Specification of grouping factor in newdata to match re_formula in nested hierarchical model with BRMS

Hi all I am running a 3-level hierarchical linear model with brms to estimate between-runners and within-runners between races variability. The model is the following :

model1 <- 
 brm( 
  LNSPEED ~ 1 + linear_year + TIME + I(TIME^2) + I(TIME^3) + 
   TIME:linear_year + I(TIME^2):linear_year + I(TIME^3):linear_year + 
   (1+TIME|ID) + (1+TIME|ID:YEAR), 
  iter=2000, 
  control = list(adapt_delta = 0.95, max_treedepth=15), 
  seed=12345, 
  data=Dataset_1
)

where within-race LNSPEED is modeled as a cubic finction of within-race TIME , ID is a grouping factor of the individual runners and YEAR is a grouping factor of individual race (thus ID:YEAR is a grouping factor indicating within-runner between races).

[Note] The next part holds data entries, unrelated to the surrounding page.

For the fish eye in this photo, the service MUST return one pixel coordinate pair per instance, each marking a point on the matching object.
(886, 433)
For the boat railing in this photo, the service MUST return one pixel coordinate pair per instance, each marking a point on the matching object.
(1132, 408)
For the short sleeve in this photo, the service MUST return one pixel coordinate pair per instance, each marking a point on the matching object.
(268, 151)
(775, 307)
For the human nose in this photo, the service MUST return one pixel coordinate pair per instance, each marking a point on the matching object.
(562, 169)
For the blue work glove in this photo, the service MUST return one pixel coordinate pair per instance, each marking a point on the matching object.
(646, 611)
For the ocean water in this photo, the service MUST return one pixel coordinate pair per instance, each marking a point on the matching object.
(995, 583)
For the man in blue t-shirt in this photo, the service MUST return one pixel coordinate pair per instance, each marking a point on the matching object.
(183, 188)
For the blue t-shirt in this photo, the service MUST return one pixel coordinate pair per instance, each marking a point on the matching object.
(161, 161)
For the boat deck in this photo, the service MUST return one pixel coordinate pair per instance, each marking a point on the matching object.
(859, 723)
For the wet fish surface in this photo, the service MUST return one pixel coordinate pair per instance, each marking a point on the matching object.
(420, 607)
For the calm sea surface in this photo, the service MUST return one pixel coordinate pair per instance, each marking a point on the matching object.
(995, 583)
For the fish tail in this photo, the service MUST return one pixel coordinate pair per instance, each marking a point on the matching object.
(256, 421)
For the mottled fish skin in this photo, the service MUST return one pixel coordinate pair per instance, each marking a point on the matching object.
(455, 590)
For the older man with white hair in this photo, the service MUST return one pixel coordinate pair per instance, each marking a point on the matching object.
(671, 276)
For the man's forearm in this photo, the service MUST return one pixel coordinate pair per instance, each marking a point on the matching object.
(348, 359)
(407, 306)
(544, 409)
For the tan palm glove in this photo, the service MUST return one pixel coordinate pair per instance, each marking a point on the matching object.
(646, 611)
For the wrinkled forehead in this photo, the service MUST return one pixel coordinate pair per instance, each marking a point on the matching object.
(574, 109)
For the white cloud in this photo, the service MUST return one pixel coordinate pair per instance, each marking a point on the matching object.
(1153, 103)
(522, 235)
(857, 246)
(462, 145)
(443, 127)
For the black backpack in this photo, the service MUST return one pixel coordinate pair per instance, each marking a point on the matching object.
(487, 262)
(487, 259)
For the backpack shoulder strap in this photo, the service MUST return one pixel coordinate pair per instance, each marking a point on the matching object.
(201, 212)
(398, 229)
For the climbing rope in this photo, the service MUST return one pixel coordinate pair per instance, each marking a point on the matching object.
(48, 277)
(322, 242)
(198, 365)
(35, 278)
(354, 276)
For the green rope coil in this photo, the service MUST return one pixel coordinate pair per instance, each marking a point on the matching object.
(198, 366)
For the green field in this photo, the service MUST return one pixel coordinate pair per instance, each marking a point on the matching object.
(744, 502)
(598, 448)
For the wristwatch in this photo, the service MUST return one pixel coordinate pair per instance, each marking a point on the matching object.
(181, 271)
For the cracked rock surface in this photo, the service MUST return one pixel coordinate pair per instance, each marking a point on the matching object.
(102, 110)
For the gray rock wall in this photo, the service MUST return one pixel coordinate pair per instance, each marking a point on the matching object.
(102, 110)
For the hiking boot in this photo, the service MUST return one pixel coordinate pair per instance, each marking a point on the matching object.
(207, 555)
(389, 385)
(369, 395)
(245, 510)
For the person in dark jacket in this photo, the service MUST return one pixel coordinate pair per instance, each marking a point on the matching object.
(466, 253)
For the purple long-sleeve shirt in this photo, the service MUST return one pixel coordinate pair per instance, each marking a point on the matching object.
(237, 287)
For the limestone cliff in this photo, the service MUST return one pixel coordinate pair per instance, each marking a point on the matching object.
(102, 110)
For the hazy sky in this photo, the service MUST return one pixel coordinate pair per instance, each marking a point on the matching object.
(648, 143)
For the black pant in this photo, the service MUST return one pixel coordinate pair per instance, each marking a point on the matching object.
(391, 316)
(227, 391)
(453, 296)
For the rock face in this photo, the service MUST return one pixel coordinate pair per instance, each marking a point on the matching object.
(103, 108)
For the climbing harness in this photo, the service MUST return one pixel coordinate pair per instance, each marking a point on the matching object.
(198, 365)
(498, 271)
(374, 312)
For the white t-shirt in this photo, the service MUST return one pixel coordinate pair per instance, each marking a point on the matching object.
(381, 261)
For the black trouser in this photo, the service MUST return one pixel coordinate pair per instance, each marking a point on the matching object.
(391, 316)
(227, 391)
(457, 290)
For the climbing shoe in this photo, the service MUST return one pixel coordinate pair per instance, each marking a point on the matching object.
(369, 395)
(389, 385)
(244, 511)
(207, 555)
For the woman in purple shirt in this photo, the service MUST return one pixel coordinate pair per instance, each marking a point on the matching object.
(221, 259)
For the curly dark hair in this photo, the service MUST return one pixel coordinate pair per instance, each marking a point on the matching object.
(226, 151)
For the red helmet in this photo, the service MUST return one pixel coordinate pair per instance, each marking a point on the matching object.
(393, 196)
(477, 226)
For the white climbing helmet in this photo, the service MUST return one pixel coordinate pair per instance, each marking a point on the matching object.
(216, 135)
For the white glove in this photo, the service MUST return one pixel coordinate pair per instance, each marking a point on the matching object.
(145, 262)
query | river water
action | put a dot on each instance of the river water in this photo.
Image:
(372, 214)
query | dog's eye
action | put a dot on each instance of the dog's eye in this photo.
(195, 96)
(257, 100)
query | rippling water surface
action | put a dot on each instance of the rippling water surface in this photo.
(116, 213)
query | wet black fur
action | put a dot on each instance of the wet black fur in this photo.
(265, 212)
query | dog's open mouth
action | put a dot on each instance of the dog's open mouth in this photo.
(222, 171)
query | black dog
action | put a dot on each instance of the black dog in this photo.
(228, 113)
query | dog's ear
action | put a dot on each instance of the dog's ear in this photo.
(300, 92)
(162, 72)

I am estimating various predicted marginal effects:

The expected grand mean:

all_RUNNERS_1_dist <- 
 model1 %>% 
 epred_draws(
  newdata = expand_grid(linear_year=seq(0,1, by=0.25), TIME = seq(0, 8, by = 0.25)), 
  re_formula = NA
 )

The expected average performance of runners:

all_RUNNERS_1_avg_perform_dist <-
 model1 %>% 
 epred_draws(
  newdata = expand_grid(linear_year=seq(0,1, by=0.25), TIME = seq(0, 8, by = 0.25), ID = unique(Dataset_1$ID)),
  re_formula =~ (1+TIME | ID)
 )

However I cannot get an estimate for the expected performance of individual races within runners:

all_RUNNERS_1_race2race_perform_dist <- 
 model1 %>% 
 epred_draws(
  newdata = expand_grid(linear_year=seq(0,1, by=0.25), TIME = seq(0, 8, by = 0.25), **ID = unique(Dataset_1$ID), YEAR=unique(Dataset_1$YEAR)** ), 
  re_formula =~ (1+TIME | ID)+(1+TIME | ID:YEAR)
 )

More specifically ID = unique(Dataset_1$ID), YEAR=unique(Dataset_1$YEAR) produces an error since my data is unbalanced given that not all runners have competed in all races (the dataset includes seven races and runners have competed 1-6 races each).

I cannot get around on how the YEAR factor should be specified in the newdata argument to match the re_formula =~ (1+TIME | ID)+(1+TIME | ID:YEAR).

Thank you in advance.

edited by @jsocolar for syntax highlighting and code formatting.

Are you sure you want ID:YEAR here, instead of just YEAR? I believe that you would use ID:YEAR if, within a race, runner IDs stood for different runners. For example, runner 1 in race 1 is a different person from runner 1 in race 2. If the runner IDs always stand for the same person across races, then I think you would want (1 + TIME | ID) + (1 + TIME | YEAR) and then I think this solves your problem.

The runner IDs stand for the same person across races (i.e. runner 1 in race 1 and runner 1 in race 2 is the same person). I do feel that (1 + TIME | YEAR) would just deliver the variation in intercepts and TIME slopes across YEAR. However I am interested in the variation of runners WITHIN races, thus ID:YEAR is in my opinion the correct model specification.

I think I missed the part about having multiple measures on each runner within a race, so I could see how ID:YEAR could be useful (though maybe also random effects wrt YEAR? not sure).

I wonder whether it helps to create a new IDYEAR column that you could use in place of the colon operator:

Dataset_1$IDYEAR <- with(Dataset_1, interaction(ID, YEAR, drop = TRUE))

Then use (1 + TIME | IDYEAR) in the model specification instead of ID:YEAR and expand_grid() with IDYEAR instead of with YEAR.

Thank you very much for the suggestion, this is what I somehow had in mind but I could figure out how to specify a unique combination between ID and YEAR. So just to make sure that I understand correctly, is the argument below what you propose?

newdata = expand_grid(linear_year=seq(0,1, by=0.25), TIME = seq(0, 8, by = 0.25), ID = unique(Dataset_1$ID), IDYEAR=unique(Dataset_1$IDYEAR)),
re_formula =~ (1+TIME | ID)+(1+TIME | IDYEAR) )

Yes, that looks right. You might verify that the model with IDYEAR yields similar estimates to the one with ID:YEAR, but I think they are the same model.

Yeap, I’ve already done that; both model specifications yield very similar estimates.
Thank you for even bothering respond to a 3weeks old post, really appreciated!!